Die regionalen Unterschiede sind dabei erheblich. In den sieben größten Metropolen stiegen die Mieten mit 1,5 Prozent deutlich schwächer als im bundesweiten Schnitt. Düsseldorf verzeichnete das stärkste Wachstum mit 3,6 Prozent, Berlin das schwächste mit nur 0,6 Prozent.

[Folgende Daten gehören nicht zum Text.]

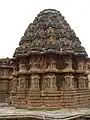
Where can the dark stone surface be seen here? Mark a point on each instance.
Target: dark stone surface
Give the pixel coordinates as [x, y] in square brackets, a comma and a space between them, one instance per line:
[49, 30]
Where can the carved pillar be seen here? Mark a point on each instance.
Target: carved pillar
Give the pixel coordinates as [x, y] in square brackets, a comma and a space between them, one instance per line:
[22, 66]
[22, 83]
[14, 84]
[68, 83]
[80, 64]
[68, 63]
[82, 82]
[35, 82]
[49, 82]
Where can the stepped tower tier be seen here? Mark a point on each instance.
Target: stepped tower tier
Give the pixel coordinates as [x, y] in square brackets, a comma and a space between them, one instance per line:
[49, 65]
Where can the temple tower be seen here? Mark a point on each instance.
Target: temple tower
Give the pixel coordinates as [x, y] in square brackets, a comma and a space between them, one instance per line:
[49, 65]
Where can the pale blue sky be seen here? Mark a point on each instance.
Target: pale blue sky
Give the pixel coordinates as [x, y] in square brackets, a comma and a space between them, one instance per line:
[15, 16]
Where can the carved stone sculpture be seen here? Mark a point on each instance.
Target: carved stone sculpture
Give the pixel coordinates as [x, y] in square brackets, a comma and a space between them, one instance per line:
[80, 65]
[69, 82]
[34, 82]
[82, 82]
[49, 82]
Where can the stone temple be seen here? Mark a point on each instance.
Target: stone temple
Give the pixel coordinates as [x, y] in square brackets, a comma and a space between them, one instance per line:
[49, 69]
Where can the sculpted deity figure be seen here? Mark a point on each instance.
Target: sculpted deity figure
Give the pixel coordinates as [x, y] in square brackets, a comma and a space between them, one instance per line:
[49, 81]
[14, 84]
[22, 83]
[80, 65]
[69, 82]
[35, 81]
[68, 64]
[22, 67]
[82, 82]
[52, 64]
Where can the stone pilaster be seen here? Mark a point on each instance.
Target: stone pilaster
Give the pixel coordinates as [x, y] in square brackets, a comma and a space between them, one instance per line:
[34, 82]
[49, 82]
[22, 65]
[82, 82]
[68, 83]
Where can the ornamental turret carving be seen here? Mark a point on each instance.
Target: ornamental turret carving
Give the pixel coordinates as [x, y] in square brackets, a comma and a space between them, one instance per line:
[22, 83]
[69, 83]
[49, 82]
[50, 64]
[82, 82]
[35, 78]
[22, 65]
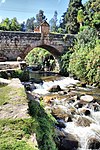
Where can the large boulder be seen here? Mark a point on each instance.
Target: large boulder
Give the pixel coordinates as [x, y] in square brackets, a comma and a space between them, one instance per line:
[86, 98]
[60, 111]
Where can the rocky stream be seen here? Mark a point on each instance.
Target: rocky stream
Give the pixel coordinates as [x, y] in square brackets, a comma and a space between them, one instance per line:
[75, 106]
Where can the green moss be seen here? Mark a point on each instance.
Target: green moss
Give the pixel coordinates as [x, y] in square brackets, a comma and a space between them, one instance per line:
[15, 134]
[45, 128]
[4, 91]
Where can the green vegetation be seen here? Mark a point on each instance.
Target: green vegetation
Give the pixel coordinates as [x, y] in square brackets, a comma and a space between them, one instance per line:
[4, 91]
[45, 128]
[41, 58]
[21, 74]
[15, 134]
[33, 133]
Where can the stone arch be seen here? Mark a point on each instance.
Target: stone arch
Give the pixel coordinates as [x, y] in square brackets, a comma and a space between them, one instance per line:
[49, 48]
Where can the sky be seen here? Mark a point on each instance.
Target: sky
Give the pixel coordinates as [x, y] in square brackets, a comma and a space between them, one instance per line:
[24, 9]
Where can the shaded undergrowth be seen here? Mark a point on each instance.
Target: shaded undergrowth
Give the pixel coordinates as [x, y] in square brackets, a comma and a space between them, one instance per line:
[45, 129]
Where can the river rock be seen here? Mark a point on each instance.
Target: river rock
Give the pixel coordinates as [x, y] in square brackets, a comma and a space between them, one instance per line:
[83, 121]
[54, 88]
[60, 111]
[67, 141]
[94, 144]
[86, 98]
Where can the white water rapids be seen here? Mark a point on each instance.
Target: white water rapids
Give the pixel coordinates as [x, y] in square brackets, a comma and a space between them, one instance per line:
[84, 134]
[62, 82]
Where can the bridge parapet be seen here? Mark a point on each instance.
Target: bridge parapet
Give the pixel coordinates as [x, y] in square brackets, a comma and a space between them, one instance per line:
[16, 43]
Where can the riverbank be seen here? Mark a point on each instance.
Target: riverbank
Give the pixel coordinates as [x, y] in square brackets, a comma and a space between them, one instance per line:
[22, 127]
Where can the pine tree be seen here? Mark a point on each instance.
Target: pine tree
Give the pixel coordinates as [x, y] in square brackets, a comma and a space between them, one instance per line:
[72, 26]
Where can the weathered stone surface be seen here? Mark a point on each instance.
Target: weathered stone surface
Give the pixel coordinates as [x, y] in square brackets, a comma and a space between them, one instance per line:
[66, 141]
[14, 44]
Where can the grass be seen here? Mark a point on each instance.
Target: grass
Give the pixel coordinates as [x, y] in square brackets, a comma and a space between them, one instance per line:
[4, 92]
[15, 134]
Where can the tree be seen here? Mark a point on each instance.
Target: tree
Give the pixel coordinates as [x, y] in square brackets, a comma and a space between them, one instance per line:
[5, 24]
[62, 21]
[80, 17]
[30, 24]
[23, 26]
[92, 14]
[72, 26]
[40, 17]
[15, 26]
[53, 22]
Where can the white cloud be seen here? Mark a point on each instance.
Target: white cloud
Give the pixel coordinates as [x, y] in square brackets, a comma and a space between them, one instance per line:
[3, 1]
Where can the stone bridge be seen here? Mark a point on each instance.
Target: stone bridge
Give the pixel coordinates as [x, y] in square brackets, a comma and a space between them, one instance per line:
[14, 44]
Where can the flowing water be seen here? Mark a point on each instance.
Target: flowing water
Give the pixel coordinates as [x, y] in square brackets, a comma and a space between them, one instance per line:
[86, 127]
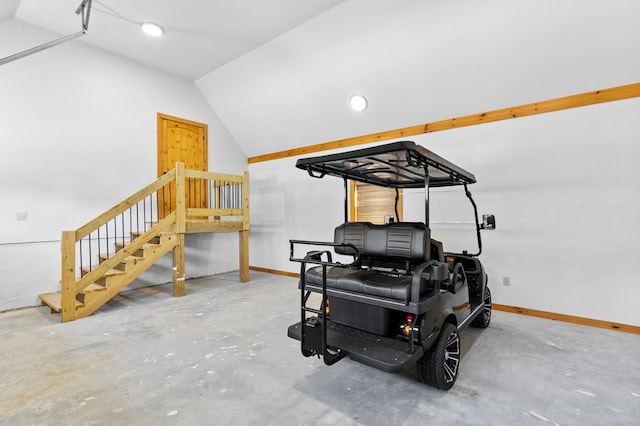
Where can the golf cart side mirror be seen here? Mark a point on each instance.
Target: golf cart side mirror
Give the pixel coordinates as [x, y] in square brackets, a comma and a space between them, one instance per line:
[488, 221]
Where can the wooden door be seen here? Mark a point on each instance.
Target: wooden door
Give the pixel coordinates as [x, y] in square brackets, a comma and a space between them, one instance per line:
[184, 141]
[371, 203]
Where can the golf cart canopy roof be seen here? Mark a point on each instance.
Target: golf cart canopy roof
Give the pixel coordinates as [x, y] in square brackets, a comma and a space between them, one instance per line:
[396, 165]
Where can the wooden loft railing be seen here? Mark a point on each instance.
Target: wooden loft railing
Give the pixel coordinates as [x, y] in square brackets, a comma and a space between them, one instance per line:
[113, 249]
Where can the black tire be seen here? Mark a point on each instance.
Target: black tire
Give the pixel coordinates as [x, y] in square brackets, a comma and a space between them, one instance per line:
[483, 320]
[439, 366]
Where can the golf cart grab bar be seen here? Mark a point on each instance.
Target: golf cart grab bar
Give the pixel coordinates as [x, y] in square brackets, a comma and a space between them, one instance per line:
[315, 256]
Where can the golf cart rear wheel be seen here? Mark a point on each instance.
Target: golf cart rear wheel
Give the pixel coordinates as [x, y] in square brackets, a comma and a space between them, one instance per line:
[483, 320]
[439, 366]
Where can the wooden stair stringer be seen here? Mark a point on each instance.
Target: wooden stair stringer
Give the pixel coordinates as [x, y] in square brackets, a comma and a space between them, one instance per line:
[117, 283]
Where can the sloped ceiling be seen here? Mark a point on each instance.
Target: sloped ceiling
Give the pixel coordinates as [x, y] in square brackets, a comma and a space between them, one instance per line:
[419, 61]
[201, 35]
[279, 72]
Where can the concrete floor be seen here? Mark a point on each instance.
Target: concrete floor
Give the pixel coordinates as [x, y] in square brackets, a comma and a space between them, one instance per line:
[220, 355]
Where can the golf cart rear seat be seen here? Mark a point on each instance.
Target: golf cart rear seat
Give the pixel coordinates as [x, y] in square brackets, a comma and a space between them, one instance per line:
[390, 257]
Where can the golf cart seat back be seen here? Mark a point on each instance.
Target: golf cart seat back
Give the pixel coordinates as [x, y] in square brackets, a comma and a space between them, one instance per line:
[393, 245]
[401, 245]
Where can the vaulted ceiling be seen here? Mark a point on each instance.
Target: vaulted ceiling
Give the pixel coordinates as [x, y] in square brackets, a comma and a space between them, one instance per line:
[201, 35]
[279, 72]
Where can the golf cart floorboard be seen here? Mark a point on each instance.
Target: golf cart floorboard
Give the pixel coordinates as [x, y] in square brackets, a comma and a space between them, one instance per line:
[385, 353]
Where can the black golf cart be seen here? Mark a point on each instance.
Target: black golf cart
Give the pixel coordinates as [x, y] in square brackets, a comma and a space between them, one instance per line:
[399, 298]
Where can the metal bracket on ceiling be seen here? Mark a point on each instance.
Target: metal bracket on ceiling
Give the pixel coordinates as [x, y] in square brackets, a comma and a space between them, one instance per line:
[84, 9]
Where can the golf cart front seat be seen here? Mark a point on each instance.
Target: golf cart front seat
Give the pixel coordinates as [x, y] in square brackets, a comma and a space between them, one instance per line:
[398, 246]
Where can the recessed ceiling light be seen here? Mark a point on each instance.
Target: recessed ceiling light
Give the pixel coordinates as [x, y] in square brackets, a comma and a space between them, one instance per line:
[151, 29]
[358, 103]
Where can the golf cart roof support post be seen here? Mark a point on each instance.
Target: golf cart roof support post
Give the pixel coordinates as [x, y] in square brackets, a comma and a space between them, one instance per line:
[475, 212]
[426, 195]
[346, 200]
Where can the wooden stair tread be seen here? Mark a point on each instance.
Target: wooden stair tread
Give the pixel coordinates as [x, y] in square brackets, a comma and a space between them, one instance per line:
[94, 287]
[54, 301]
[130, 258]
[109, 273]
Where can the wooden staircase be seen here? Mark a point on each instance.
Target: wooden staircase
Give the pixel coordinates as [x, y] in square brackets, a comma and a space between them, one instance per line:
[113, 280]
[129, 251]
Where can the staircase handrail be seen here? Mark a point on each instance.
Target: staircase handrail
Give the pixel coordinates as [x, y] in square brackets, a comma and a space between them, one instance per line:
[124, 252]
[124, 205]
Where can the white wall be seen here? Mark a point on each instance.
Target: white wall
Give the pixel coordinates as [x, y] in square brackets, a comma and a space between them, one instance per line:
[78, 135]
[564, 187]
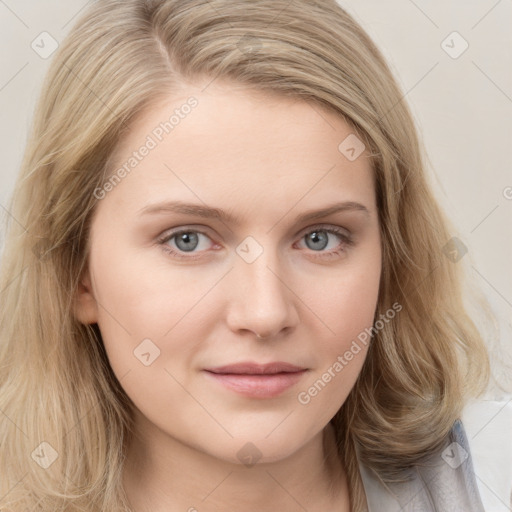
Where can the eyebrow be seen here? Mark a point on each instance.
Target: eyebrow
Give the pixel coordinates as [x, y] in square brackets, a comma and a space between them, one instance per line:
[210, 212]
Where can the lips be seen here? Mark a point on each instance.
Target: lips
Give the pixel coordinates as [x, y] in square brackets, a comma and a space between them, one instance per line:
[257, 380]
[250, 368]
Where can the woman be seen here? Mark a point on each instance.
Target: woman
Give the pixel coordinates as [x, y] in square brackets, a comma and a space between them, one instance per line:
[311, 352]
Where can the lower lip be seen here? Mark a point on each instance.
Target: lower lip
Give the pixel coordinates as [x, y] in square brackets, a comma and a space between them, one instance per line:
[258, 386]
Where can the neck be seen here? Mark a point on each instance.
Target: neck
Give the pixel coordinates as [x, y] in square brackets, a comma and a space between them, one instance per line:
[163, 474]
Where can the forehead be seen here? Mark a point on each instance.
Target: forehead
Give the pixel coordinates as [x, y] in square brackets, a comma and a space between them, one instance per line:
[240, 143]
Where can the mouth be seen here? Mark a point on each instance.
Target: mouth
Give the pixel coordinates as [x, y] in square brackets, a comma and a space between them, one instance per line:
[255, 380]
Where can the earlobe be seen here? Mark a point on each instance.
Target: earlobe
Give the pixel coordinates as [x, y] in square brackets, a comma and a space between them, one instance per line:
[85, 306]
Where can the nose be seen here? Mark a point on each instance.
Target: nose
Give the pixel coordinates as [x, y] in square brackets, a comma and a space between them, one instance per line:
[261, 299]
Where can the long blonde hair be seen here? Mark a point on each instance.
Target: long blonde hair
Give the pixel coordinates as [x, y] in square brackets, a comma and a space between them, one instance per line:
[56, 385]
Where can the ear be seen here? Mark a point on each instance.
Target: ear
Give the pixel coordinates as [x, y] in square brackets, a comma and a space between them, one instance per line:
[85, 306]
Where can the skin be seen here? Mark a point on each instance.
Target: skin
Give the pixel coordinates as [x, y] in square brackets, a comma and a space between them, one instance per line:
[266, 159]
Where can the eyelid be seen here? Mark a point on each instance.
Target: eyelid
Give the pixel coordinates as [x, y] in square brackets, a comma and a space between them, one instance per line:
[343, 233]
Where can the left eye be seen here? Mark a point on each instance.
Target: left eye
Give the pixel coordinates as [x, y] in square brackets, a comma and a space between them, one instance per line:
[317, 240]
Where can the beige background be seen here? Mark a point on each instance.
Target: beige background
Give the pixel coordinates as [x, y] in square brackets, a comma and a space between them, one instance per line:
[463, 109]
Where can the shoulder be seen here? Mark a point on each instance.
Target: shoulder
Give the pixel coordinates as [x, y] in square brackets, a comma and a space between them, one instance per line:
[443, 481]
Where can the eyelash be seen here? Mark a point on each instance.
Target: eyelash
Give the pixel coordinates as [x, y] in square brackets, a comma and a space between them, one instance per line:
[346, 242]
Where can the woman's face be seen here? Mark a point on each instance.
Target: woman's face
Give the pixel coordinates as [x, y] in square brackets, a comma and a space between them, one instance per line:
[234, 172]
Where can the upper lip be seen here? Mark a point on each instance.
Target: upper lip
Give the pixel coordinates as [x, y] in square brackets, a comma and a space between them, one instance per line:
[250, 368]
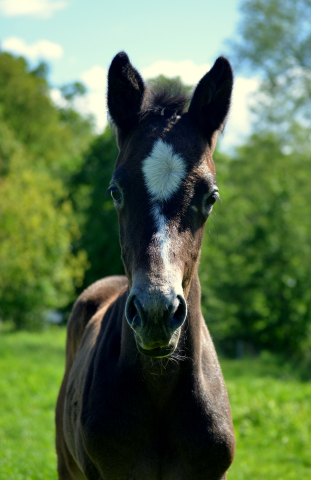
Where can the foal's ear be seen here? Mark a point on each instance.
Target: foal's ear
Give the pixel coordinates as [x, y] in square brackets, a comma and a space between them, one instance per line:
[210, 103]
[125, 93]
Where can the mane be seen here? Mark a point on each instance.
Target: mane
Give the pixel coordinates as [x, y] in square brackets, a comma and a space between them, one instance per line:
[169, 100]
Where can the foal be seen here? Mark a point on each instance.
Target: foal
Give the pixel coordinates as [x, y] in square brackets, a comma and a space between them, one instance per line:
[143, 396]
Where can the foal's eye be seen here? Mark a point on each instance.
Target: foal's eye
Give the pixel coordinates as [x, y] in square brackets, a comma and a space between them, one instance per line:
[116, 194]
[209, 201]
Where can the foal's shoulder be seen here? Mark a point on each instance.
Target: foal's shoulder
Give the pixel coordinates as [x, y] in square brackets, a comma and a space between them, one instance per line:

Gleichzeitig zogen auch Immobilienpreise an: Wohnungen und Häuser verteuerten sich bundesweit um 1,9 Prozent gegenüber dem Vorjahr, in den Metropolen um 2,1 Prozent – angeführt von Hamburg mit 3,8 Prozent.
Der VDP-Hauptgeschäftsführer Jens Tolckmitt begrüßte die geplanten Reformen der Bundesregierung, die Baugenehmigungen beschleunigen und Baukosten senken sollen. Der Verband sieht darin das richtige Signal, um dem Mangel langfristig entgegenzuwirken.
Wohnungsmangel treibt Mieten bundesweit um 3,2 Prozent nach oben
Warum das wichtig ist
Wer gerade einen neuen Mietvertrag unterschreibt, zahlt im Schnitt 3,2 Prozent mehr als noch vor einem Jahr – in Düsseldorf sogar 3,6 Prozent.